9- Développer la coopération internationale. Partant du postulat selon lequel les lois nationales sont limitées dans le cadre de la mondialisation, et que les pratiques cybercriminelles ne faiblissent pas, Fawzi Talout, directeur commercial pour l’Afrique francophone chez HP recommande aux Etats de renforcer la coopération internationale pour protéger l’espace numérique des nombreuses attaques. Le partage d’informations entre Etats permet de prévenir des attaques cybernétiques ou d’éviter qu’elles se propagent à une plus grande échelle.
10- Multiplier les cas d’usage de la blockchain. Technologie de stockage et de transmission d’informations, transparente et sécurisée, la blockchain constitue une base de données contenant l’historique de tous les échanges effectués entre ses utilisateurs depuis sa création. De ce fait, explique le directeur général de Data consulting, Dr Claude Etty, la blockchain dispose d’un potentiel pouvant révolutionner les marchés financiers et redéfinir les règles de l’économie. Mais son adoption nécessite un vaste travail d’acculturation et une multiplication des cas d’usage.

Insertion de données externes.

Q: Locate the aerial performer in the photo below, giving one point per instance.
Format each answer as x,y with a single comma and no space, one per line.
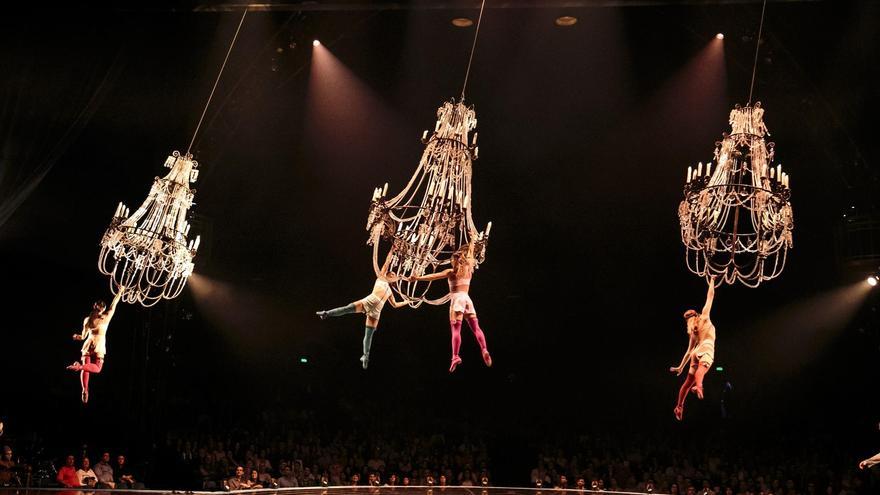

« L’usager n’a pas peur des nouvelles technologies. Tant qu’il y trouve son intérêt. Ceux qui en ont peur, ce sont les dépositaires des technologies actuelles, qui peuvent être disruptées », a conclu Dr Claude Etty.
Outre ces recommandations, les panélistes ont souligné l’importance de l’interopérabilité des différentes plateformes de transfert d’argent, comme la prochaine étape du développement de la finance digitale. Annoncé par la BCEAO pour 2020, l’interopérabilité permettra de renforcer l’attractivité des services financiers mobiles, recruter de nouveaux utilisateurs et mettre en place une interface unique pour les commerçants.